As the youngsters crossed the field and strolled up the street, Dick gave an accurate account of what had befallen him.
"So the sneak wanted to pay you to help him in some dirty sort of work?" demanded Dave, his dark eyes ablaze with disgust.
"I imagine it must have been dirty work, since Dexter had planned it out," Dick admitted, smiling.
"The hound! But then, see here, Dick; if Dexter wanted you to help him in anything of that sort, it means that he's going to try to bother that poor wife of his again."
"It looks that way, Dave."
"Then we ought to warn Mrs. Dexter, so that she can be on her guard against the worthless rascal."
"I've been thinking of that, Dave. Yes; I'm sure we must go and give Mrs. Dexter a hint. It wouldn't be right not to tell her of what may be ahead of her."
"We might go around to her house to-morrow afternoon after school, eh?" proposed Greg.
"Football practice to-morrow afternoon," retorted Dave Darrin dryly.
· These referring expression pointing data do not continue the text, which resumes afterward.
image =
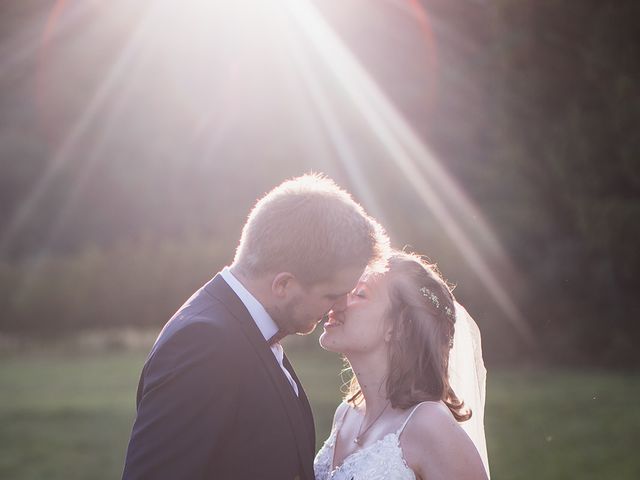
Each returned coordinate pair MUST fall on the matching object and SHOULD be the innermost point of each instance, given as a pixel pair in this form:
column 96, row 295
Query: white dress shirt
column 263, row 320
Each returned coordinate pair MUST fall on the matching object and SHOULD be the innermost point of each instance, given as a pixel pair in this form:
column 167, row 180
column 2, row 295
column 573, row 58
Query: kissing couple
column 218, row 398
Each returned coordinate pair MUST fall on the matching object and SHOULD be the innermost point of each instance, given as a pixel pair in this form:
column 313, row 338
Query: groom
column 217, row 398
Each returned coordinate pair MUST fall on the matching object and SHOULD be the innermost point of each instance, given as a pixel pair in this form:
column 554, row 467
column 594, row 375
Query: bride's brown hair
column 422, row 316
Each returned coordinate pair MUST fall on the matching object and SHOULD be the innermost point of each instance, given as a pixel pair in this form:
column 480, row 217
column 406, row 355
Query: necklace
column 358, row 438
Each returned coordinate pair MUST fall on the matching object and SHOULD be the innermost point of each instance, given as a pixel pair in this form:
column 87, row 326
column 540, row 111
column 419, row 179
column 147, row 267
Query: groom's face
column 309, row 304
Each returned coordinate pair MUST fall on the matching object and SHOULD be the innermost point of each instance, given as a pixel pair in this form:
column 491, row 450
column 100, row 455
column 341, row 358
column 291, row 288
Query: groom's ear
column 282, row 283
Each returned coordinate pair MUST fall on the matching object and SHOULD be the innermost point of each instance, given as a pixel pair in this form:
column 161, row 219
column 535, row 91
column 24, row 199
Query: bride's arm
column 436, row 447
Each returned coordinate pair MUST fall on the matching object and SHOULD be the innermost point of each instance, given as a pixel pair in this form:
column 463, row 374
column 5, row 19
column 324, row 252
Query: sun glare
column 207, row 65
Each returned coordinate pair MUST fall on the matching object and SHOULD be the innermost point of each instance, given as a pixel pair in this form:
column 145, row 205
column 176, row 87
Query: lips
column 332, row 321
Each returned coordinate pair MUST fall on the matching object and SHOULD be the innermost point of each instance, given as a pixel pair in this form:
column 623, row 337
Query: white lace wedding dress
column 382, row 460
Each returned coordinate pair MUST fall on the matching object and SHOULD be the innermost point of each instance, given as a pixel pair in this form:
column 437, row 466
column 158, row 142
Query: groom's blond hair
column 310, row 227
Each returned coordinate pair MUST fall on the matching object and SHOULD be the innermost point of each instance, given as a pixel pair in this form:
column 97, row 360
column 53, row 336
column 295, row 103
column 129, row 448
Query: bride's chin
column 327, row 343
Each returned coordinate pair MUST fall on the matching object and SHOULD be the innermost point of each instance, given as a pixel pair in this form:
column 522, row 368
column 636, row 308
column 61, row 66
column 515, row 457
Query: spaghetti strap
column 340, row 421
column 401, row 429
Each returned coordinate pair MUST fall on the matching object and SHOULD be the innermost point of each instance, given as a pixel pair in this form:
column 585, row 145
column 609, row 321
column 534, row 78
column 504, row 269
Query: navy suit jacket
column 213, row 402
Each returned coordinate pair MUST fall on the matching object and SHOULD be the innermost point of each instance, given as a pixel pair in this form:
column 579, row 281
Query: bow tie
column 279, row 335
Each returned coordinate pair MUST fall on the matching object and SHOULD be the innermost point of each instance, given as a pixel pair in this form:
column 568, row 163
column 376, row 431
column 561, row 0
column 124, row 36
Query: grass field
column 68, row 416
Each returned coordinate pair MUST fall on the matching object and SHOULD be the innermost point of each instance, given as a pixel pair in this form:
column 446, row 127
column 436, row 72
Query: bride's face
column 359, row 326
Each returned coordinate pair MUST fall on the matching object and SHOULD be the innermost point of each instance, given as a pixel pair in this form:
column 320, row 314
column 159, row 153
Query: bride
column 415, row 404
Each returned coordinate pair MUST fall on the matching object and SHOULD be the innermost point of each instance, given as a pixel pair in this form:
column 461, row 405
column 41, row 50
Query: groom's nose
column 341, row 304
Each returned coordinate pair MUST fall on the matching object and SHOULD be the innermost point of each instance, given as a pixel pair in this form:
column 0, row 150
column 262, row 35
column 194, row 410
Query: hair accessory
column 435, row 301
column 433, row 298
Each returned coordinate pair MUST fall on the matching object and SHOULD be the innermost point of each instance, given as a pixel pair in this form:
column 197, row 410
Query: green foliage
column 69, row 415
column 134, row 284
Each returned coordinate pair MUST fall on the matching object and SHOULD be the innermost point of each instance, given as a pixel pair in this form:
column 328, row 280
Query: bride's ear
column 388, row 333
column 282, row 284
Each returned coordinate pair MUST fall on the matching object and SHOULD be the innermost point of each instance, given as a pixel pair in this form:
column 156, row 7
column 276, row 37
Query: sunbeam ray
column 406, row 150
column 77, row 131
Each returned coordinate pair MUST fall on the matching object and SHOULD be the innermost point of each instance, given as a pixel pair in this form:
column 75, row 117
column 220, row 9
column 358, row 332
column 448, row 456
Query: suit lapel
column 219, row 289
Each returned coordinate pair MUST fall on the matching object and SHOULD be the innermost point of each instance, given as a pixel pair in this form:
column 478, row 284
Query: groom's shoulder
column 202, row 319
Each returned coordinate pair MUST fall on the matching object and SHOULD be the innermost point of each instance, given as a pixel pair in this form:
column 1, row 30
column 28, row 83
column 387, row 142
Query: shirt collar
column 264, row 322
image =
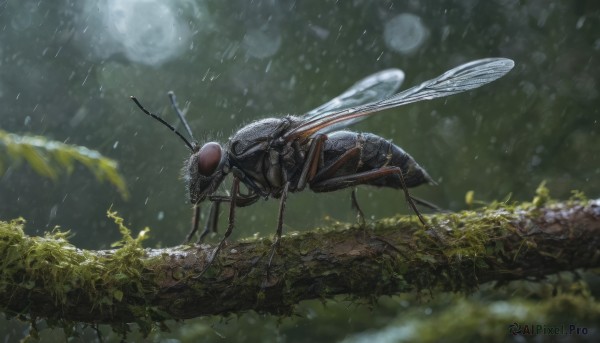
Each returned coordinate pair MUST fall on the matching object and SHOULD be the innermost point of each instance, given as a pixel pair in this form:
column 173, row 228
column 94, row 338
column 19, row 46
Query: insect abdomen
column 374, row 154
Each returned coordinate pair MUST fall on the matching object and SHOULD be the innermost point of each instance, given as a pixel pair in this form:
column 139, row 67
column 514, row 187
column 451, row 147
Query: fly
column 273, row 157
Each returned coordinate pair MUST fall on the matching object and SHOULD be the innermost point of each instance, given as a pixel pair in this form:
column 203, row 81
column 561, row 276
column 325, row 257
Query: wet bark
column 457, row 252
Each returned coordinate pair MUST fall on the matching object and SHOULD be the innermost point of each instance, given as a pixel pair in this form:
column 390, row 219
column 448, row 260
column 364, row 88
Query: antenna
column 189, row 145
column 180, row 114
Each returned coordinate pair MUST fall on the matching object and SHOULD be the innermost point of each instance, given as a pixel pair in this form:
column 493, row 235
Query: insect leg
column 240, row 201
column 312, row 161
column 279, row 222
column 195, row 223
column 360, row 216
column 235, row 188
column 360, row 178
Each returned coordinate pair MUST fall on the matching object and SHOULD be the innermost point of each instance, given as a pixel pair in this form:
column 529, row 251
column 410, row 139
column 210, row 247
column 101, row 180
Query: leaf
column 50, row 158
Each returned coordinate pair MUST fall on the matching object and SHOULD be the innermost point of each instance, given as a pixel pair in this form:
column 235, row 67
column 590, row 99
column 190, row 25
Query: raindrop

"Besides, to-morrow afternoon might be too late," urged Dick. "Fellows, when we have a message like this, which may be of great importance to some other human being, there's no time for doing the errand like—now!"
"That's right, too," approved Dave. "It won't take us more than five minutes to reach Mrs. Dexter's house. Let's head for there at the next corner?"
That being agreed to, the three chums set out at a brisk walk. A few minutes later Dick was pulling the doorbell of Mrs. Dexter's new home, while Dave and Greg stood just a little below him on the steps.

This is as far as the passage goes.